# aquaticmagic co2 diffusor



## Marcom1234 (Aug 16, 2006)

just received a nano diffusor.... using it with DIY co2 and the place said it would work... i try to blow through it while it's in the water and .... nothing... not a single little bubble. do i have to let it soak or something first? just not sure why it's not working

MArco


----------



## Aquadise (Jul 26, 2006)

It takes more pressure than your lungs can exert to make it produce bubbles. Leave the diy co2 for a few hours and it should have enough pressure to get the co2 through the pores. Its working, it just that it need alot of pressure.


----------



## Marcom1234 (Aug 16, 2006)

are you sure? ok i'll try it i think i'll have to renew my co2 though ... i shook the bottle and it produced lots of fizz but didn't come through i must just not waited long enough.... 

anyone else have one of these?
with DIY co2?


----------



## epicfish (Sep 11, 2006)

I had it with DIY Co2. It takes a long while to produce bubbles...try a fresh batch and wait overnight. Oh, use soap and water to make sure there's no leaks anywhere.


----------



## MiSo (Nov 4, 2005)

i bought a glass diffuser (from aquatic magic) and hooked it up to a 2 liter soda bottle and nothing happened. i then hooked it up to (2) 2 liter bottles. nothing happened again. 
so i got frustrated and hooked 4 bottles up to it. 

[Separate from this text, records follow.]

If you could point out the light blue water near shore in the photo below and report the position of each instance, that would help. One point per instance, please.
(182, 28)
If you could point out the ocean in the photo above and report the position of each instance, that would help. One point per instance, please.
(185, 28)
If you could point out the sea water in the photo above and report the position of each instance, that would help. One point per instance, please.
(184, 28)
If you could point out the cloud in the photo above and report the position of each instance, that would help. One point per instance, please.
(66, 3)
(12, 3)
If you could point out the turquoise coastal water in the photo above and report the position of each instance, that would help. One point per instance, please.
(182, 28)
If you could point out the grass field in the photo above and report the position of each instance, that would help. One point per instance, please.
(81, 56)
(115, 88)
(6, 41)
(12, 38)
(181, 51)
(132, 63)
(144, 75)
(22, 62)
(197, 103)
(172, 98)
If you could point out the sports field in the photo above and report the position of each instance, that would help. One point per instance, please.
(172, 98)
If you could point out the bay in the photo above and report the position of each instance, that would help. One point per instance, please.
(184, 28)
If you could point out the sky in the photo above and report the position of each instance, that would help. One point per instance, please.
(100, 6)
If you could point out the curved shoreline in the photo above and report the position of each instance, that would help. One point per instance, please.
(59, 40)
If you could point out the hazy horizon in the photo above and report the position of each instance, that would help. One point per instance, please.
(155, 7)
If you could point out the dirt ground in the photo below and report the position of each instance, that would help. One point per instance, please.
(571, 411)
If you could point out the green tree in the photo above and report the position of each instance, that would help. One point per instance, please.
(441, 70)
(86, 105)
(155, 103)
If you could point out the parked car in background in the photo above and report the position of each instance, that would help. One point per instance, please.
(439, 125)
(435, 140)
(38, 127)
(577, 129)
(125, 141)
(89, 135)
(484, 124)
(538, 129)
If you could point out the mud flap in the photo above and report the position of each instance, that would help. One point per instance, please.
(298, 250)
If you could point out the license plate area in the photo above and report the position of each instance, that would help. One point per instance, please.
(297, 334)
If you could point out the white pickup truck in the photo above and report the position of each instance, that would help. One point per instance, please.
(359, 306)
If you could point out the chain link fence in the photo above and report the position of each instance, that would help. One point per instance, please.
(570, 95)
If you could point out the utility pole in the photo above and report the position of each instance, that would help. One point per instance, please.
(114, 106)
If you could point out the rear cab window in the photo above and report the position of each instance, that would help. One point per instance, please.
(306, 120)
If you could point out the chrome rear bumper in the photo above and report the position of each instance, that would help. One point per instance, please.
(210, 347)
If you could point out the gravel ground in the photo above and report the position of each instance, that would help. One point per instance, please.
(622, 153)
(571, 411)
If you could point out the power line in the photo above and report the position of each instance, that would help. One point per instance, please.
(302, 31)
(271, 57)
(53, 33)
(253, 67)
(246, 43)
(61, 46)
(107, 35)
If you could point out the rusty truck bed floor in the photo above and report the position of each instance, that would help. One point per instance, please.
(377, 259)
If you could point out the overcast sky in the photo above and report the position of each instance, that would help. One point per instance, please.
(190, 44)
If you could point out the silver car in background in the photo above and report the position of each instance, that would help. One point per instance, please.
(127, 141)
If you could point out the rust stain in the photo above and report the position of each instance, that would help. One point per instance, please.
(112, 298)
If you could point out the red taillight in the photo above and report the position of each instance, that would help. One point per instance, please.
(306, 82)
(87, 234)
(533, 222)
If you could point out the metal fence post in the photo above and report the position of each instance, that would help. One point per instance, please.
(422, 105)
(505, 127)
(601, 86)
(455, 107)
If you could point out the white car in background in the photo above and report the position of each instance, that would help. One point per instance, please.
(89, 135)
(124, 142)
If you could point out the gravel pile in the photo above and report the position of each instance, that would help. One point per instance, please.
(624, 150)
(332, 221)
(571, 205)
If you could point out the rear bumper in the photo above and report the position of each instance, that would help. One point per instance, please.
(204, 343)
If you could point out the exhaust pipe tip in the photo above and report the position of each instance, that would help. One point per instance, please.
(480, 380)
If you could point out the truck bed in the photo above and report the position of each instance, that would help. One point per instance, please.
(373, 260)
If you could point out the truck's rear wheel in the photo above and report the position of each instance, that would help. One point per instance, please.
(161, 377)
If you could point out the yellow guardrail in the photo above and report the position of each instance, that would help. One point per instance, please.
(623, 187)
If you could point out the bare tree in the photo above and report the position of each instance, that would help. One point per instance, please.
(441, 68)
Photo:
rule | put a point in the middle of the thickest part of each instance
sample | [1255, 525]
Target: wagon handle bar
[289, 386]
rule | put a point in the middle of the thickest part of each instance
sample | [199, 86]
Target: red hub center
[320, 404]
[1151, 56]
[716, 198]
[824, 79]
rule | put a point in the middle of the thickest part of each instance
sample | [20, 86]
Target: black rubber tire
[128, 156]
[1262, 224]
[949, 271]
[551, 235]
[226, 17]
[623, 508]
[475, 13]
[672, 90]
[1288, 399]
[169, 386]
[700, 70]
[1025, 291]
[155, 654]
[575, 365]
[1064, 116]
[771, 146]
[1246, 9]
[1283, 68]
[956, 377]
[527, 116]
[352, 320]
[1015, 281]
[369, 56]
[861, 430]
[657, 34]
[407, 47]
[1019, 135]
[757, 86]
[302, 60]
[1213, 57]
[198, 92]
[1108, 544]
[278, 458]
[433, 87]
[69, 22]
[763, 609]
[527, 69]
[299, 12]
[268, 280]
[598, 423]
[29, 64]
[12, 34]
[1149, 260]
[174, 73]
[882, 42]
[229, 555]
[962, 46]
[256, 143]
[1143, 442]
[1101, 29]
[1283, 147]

i get nice little bubbles now. =)

but filling those bottles get pretty old for me. so now i'm in the process of piecing together a pressurized system. all i need now is a day off to go get a filled bottle. 

so basically, a $5 glass diffuser ends up costing me about $150 to use it. 
[smilie=l: kinda funny when you think about it.


----------



## dan2ktj (Mar 14, 2005)

MiSo said:


> so basically, a $5 glass diffuser ends up costing me about $150 to use it.
> [smilie=l: kinda funny when you think about it.[/QUOTE]
> 
> Sounds like the Walmart sales model in action.
> ...


----------



## Dewmazz (Sep 6, 2005)

Nano diffusers have always worked well when I did DIY Co2. Just give it some time.


----------



## eklikewhoa (Jul 24, 2006)

im using the nano and the big 8 coil diffuser on diy co2 as i type but they are on a 4L setup.


----------



## Marcom1234 (Aug 16, 2006)

yeah diffusor is working great now  thanks all


----------



## John N. (Dec 11, 2005)

How'd you fix it? Was it simply adding more pressure via attaching another pop bottle and/or, adding more yeast? That usually works for me in the past.

-John N.


----------



## chaznsc (Sep 29, 2006)

how did you get it working


----------